Sarah et Greg, deux informaticiens quantiques d'une section gouvernementale ultra-secrète, chargés de surveiller les déplacements interdimensionnels non autorisés.

L'histoire débute avec la détection par Sarah et Greg d'un algorithme incomplet et furtif, indiquant une tentative de passage clandestine. Leur supérieur, le Colonel Spencer, les envoie en mission sur le terrain pour identifier les individus et leur technologie. Cette mission est d'autant plus urgente que leur planète, Tellus, subit un déclin environnemental préoccupant, et que le Général McAllan a signalé des pics de fréquences vibratoires dangereuses.

Lors de leur première mission donnée par le colonnel Spencer, Sarah et Greg localisent une femme civile dans un pavillon résidentiel, sans technologie apparente. Spencer, insatisfait de leur rapport initial mais ayant reconnu un lien avec un dossier secret "EmbA", leur accorde davantage de temps pour la suite de l'enquête.

Au cours d'une deuxième mission à un aéroport, Sarah bouscule accidentellement la femme qu’ils devaient observer, trouver comment et pourquoi il y a ses pics vibratoires autour d’elle. Elle l’a griffe avec sa bague. Un peu plus tard lors d’une autre mission, Sarah découvre ensuite un "double" de cette femme dans un autre monde, portant la même griffure, ce qui révèle une synchronicité physique inédite entre les dimensions. Ces mondes présentent des fréquences vibratoires quasi identiques, défiant les règles connues du multivers.

Le Colonel Spencer, informé de la blessure, ordonne une analyse ADN du sang prélevé sur la bague de Sarah. Les résultats, apportés par un jeune caporal, choquent Spencer et sa secrétaire Gwendoline, suggérant un lien personnel du Colonel avec l'affaire "EmbA".
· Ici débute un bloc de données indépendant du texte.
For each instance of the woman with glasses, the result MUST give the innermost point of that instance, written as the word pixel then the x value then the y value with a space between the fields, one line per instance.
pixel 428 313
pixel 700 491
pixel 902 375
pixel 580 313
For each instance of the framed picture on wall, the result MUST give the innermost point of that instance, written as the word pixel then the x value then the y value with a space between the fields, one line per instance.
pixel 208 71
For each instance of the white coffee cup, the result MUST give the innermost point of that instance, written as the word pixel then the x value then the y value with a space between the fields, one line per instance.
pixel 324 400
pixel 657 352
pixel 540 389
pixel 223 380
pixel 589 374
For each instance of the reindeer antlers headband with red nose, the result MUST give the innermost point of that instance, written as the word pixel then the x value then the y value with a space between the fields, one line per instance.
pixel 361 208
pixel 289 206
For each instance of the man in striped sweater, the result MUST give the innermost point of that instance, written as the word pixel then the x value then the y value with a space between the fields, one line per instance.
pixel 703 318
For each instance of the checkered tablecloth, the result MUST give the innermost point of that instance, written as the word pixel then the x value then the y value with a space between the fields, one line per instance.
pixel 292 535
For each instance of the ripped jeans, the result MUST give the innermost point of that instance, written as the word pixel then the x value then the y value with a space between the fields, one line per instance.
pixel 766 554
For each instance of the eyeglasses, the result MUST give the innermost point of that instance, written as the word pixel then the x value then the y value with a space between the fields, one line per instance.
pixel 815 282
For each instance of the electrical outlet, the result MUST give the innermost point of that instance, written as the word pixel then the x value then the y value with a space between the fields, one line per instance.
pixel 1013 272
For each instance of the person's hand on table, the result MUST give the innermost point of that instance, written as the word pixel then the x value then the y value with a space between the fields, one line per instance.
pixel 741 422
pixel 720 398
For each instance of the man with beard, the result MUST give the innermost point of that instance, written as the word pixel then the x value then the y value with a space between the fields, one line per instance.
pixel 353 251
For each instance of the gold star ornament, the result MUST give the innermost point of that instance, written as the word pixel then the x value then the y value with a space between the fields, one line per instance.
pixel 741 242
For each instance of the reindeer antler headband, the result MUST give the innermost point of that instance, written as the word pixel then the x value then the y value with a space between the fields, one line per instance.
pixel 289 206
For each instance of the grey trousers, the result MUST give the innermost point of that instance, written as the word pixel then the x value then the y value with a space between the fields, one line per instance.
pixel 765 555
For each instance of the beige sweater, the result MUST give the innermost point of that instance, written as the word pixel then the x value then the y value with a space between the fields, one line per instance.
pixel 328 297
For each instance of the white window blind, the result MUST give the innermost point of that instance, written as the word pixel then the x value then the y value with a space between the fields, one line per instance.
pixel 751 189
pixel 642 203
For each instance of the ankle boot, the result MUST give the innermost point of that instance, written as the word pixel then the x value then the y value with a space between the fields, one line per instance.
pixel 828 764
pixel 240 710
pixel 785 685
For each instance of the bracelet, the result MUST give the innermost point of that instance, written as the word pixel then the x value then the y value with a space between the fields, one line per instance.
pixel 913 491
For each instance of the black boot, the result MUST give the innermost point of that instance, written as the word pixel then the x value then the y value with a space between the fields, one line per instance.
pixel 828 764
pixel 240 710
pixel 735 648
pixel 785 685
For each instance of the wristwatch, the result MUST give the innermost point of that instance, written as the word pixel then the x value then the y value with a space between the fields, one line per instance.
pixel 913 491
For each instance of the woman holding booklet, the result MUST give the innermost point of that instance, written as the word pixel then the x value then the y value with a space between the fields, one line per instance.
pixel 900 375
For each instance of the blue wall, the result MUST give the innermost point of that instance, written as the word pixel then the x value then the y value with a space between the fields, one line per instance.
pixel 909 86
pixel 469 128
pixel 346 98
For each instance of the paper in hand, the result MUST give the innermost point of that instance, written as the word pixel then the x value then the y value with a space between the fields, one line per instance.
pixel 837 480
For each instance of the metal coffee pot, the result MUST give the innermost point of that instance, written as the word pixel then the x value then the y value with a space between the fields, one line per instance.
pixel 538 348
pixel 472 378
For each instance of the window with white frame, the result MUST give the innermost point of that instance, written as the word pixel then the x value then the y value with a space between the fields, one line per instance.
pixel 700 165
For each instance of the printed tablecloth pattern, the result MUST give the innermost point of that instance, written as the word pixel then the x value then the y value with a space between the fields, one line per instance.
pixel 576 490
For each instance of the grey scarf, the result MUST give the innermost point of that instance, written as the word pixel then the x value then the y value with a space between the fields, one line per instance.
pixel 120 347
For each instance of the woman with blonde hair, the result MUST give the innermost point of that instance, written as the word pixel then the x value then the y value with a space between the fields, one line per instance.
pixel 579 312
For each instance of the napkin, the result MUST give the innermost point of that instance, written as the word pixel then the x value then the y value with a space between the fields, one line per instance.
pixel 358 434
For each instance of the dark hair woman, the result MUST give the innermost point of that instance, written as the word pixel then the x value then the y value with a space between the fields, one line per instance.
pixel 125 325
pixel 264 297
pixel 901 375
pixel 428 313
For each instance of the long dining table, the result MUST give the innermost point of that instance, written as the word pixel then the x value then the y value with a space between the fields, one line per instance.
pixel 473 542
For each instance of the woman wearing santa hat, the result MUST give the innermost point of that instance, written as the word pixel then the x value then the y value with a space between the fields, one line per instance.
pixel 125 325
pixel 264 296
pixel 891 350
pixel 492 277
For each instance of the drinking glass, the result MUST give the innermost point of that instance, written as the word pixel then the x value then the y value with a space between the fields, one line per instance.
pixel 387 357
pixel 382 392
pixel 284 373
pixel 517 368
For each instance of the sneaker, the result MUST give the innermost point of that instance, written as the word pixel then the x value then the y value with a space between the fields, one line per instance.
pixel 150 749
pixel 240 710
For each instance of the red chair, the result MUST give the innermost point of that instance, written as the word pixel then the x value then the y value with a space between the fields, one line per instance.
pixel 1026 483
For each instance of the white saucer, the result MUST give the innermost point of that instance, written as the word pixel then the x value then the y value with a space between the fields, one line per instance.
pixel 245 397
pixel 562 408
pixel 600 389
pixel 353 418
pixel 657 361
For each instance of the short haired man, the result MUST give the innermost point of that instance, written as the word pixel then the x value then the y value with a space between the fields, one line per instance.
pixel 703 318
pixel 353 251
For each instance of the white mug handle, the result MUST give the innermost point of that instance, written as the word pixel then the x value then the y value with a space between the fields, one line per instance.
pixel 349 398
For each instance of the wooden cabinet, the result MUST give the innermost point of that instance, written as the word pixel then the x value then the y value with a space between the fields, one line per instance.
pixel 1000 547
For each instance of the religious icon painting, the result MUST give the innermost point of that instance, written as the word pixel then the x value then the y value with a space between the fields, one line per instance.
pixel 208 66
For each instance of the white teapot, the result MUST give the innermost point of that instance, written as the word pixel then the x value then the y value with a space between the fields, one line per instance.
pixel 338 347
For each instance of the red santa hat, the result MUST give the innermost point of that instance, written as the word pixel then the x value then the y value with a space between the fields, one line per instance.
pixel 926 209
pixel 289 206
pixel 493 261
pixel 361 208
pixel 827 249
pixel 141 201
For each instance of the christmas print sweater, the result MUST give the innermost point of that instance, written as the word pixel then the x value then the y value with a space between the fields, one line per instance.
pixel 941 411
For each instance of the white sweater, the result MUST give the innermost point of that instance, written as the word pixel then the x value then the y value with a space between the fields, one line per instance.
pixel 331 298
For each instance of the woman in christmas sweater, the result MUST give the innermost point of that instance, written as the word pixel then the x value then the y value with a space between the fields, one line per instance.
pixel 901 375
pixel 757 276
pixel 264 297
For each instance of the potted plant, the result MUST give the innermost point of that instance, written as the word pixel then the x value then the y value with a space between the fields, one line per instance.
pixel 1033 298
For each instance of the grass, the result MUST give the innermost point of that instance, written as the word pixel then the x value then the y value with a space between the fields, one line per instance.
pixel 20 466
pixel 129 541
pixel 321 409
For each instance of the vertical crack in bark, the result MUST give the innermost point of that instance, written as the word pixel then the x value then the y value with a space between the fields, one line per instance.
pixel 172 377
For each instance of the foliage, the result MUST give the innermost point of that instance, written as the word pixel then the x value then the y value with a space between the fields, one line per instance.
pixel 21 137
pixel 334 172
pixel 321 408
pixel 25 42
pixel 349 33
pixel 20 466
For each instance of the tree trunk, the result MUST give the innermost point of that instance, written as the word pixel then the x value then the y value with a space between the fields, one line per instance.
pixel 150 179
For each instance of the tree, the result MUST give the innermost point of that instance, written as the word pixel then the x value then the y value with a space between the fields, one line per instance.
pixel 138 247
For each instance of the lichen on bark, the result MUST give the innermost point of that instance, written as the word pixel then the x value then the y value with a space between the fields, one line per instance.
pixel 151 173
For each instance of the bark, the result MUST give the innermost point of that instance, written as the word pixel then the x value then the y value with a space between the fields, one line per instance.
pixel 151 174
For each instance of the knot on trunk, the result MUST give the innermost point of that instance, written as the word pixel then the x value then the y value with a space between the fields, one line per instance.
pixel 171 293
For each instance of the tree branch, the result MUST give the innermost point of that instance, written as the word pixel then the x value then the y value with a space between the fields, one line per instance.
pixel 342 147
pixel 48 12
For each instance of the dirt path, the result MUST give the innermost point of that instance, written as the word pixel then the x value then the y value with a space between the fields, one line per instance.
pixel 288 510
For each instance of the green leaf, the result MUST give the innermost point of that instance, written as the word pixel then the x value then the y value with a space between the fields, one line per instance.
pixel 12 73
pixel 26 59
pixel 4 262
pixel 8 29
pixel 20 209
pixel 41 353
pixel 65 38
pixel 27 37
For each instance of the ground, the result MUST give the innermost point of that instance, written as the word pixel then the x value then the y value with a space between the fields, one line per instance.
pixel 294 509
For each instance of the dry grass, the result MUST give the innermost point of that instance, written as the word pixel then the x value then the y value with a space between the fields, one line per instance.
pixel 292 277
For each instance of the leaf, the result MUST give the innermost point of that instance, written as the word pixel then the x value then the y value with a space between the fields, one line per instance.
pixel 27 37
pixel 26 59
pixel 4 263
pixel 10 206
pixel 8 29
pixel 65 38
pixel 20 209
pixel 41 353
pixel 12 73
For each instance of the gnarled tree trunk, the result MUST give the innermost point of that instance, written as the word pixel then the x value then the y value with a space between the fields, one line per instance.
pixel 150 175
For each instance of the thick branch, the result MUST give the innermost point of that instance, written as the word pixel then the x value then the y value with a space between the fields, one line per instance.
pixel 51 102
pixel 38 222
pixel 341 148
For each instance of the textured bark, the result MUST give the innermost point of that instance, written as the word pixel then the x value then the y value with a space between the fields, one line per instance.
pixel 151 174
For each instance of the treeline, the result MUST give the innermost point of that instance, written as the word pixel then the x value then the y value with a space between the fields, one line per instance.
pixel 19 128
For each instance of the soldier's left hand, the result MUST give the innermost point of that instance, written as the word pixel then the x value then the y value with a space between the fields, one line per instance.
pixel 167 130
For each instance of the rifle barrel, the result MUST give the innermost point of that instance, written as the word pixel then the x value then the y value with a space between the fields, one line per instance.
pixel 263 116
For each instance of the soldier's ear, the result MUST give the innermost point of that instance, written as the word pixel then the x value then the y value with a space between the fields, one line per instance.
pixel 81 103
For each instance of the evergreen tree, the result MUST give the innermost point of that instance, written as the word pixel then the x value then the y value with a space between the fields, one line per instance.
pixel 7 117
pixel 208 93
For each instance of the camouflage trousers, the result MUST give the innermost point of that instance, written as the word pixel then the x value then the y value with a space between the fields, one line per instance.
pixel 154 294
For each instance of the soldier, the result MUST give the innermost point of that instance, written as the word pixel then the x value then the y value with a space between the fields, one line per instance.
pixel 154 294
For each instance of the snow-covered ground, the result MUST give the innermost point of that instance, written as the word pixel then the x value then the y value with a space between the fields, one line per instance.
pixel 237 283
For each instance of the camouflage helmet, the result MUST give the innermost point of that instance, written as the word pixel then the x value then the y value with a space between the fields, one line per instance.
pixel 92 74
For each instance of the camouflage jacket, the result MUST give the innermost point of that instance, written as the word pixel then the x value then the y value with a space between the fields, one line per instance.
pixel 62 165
Sarah Sarah veut comprendre cette anomalie et la nature de la synchronicité, tandis que des secrets personnels et des enjeux majeurs autour du voyage interdimensionnel se dévoilent.

****

Chapitre 37

Monde 3 : Tellus

Soixante secondes

  Depuis le SMS reçu lui fixant rendez-vous au bureau du colonel le lendemain matin, Sarah n’a qu’une idée en tête : retourner sur le terrain. Elle veut comprendre cette surprenante synchronicité entre ces jeunes femmes. Ce lien, tel un fil invisible entre ces deux mondes, l’intrigue, et elle est déterminée à en découvrir la nature.

  C’est le cœur rempli d’espoir qu’elle franchit le seuil , avec Greg. Pourtant, une fois à l'intérieur, une atmosphère étrange la saisit. La secrétaire, les cheveux gris tirés en chignon martèle le clavier avec une régularité métronomique. Pas de « bonjour », pas de sourire — rien de cette chaleur habituelle qui adoucissait toujours leur entrée.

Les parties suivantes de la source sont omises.